Credentials (API keys, bot tokens, OAuth refresh tokens) come from multiple sources depending on the host: macOS Keychain, Bitwarden vault, Claude Code config, environment variables, or .instar/keys/. The session credential manager resolves the right source for each credential type and rotates them through a unified interface.

This is what lets your agent keep working when you rotate your Anthropic API key in Keychain without restarting anything — the next session pulls the new key automatically.

Components: TokenLedger, TokenLedgerPoller.

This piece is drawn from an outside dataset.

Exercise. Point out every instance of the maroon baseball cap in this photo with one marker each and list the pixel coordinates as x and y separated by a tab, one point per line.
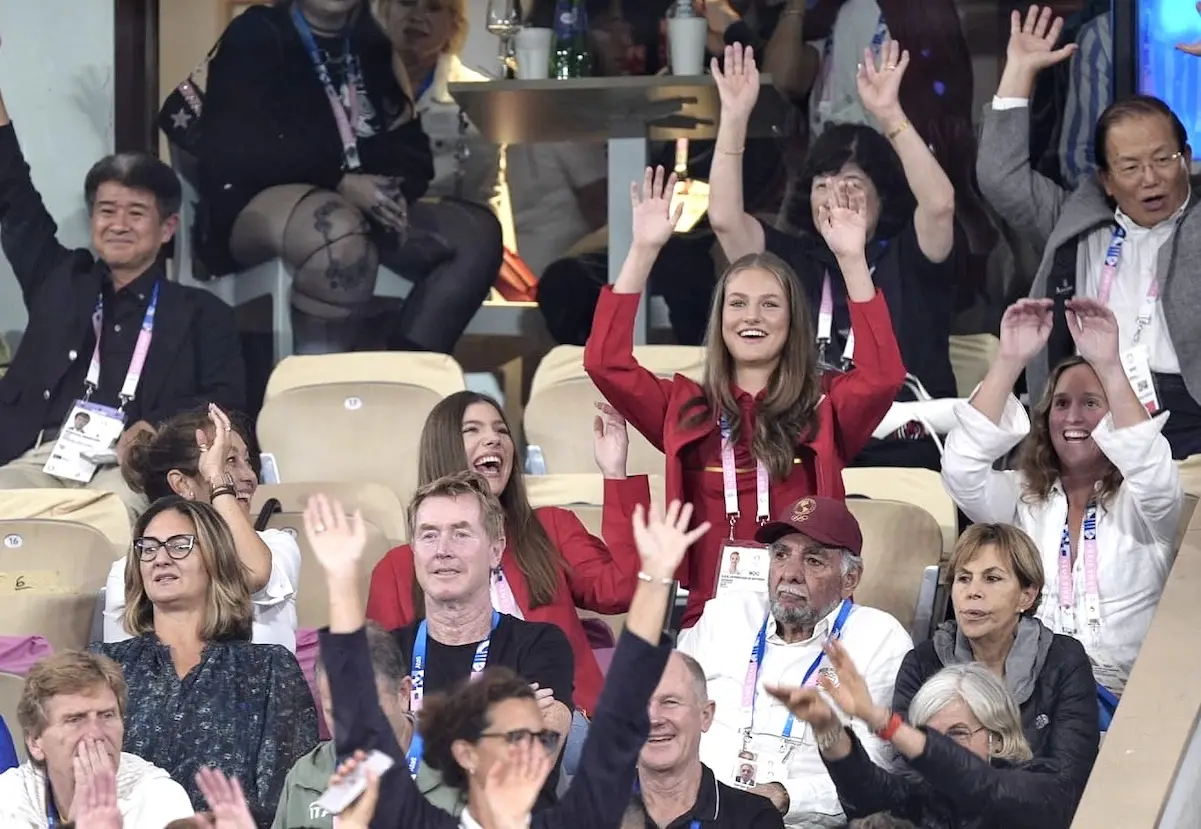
825	520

Read-only token-usage observability. The ledger scans Claude Code’s JSONL session transcripts, extracts per-message token counts, and exposes the data via /tokens/summary and /tokens/sessions HTTP routes. The poller runs in the background, tracks byte offsets per file so re-scans are idempotent, and updates the ledger as new turns get written.

The ledger never mutates source files — it only reads. The poller is the only writer (to its own SQLite index), and even that is restartable from any state.

Every observability signal lands in the DegradationReporter channel, which dedupes, prioritizes, and surfaces signals to whichever notification path is configured (Telegram by default). Repeating patterns get grouped — three similar burns in one day become “Burn pattern: heavy reflection-trigger runs” rather than three separate alerts.

The agent’s own behavior responds to these signals too. The Coherence Gate consults quota state when deciding how much to write. The scheduler shedds load. The remediator opens runbooks for known patterns. The observability layer is what makes “fully autonomous” actually work — without it, the agent would happily burn through quota or wedge a runaway loop with nobody watching.